La prova con martinetti piatti singoli è una tecnica semidistruttiva che consente di determinare lo stato tensionale in situ di una muratura o di un elemento in calcestruzzo armato. Si esegue inserendo un martinetto piatto idraulico in una fessura previamente realizzata e misurando la pressione necessaria a ristabilire le deformazioni originarie. È molto utile nelle indagini statiche sugli edifici esistenti per valutare le tensioni reali di esercizio. Norma di riferimento: UNI EN 12504-9 (richiami) / Linee guida CNR
Prova con martinetti piatti doppi.
La prova con martinetti piatti doppi permette di misurare la deformabilità e il modulo elastico della struttura in situ. Si realizza inserendo due martinetti idraulici paralleli in tagli orizzontali e applicando pressioni crescenti, mentre vengono registrate le deformazioni mediante estensimetri. Questo metodo è particolarmente indicato nelle verifiche statiche di edifici in c.a. e muratura quando è necessario valutare i parametri meccanici effettivi del materiale. Norma di riferimento: Raccomandazioni RILEM / Linee guida CNR-DT 2013
DIAGNOSI DEL GRADO DI SFONDELLAMENTO DEI SOLAI.
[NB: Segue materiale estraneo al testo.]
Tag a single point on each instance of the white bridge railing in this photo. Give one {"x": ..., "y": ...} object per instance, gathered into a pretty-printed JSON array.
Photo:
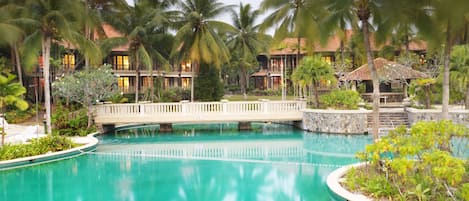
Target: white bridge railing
[{"x": 223, "y": 111}]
La diagnosi del grado di sfondellamento dei solai viene eseguita con tecniche non distruttive e semidistruttive per individuare le zone a rischio distacco delle pignatte. Questo servizio permette di programmare interventi mirati per la messa in sicurezza di edifici civili e pubblici, in conformità alle linee guida del CNR.
INDAGINI TERMOGRAFICHE.
Le indagini termografiche con termocamera a infrarossi consentono di rilevare dispersioni energetiche, infiltrazioni, umidità e difetti costruttivi. Questa tecnica non distruttiva consente una diagnosi rapida dello stato di salute degli edifici senza demolizioni. Norma di riferimento: UNI EN 13187 – Prestazioni termiche degli edifici – Rilevazione qualitativa delle irregolarità termiche negli involucri edilizi
CARATTERIZZAZIONE DI ELEMENTI STRUTTURALI (rilievo delle geometrie).
La caratterizzazione e il rilievo geometrico degli elementi strutturali in calcestruzzo viene eseguita attraverso saggi, piccole demolizioni, ultrasuoni, termocamera, pacometrie. Questi rilievi consentono allo studio di progettazione che segue le operazioni di adeguamento sismico o ristrutturazione, di avere una panoramica precisa dello stato di fatto di un’immobile o anche solo di una porzione di esso.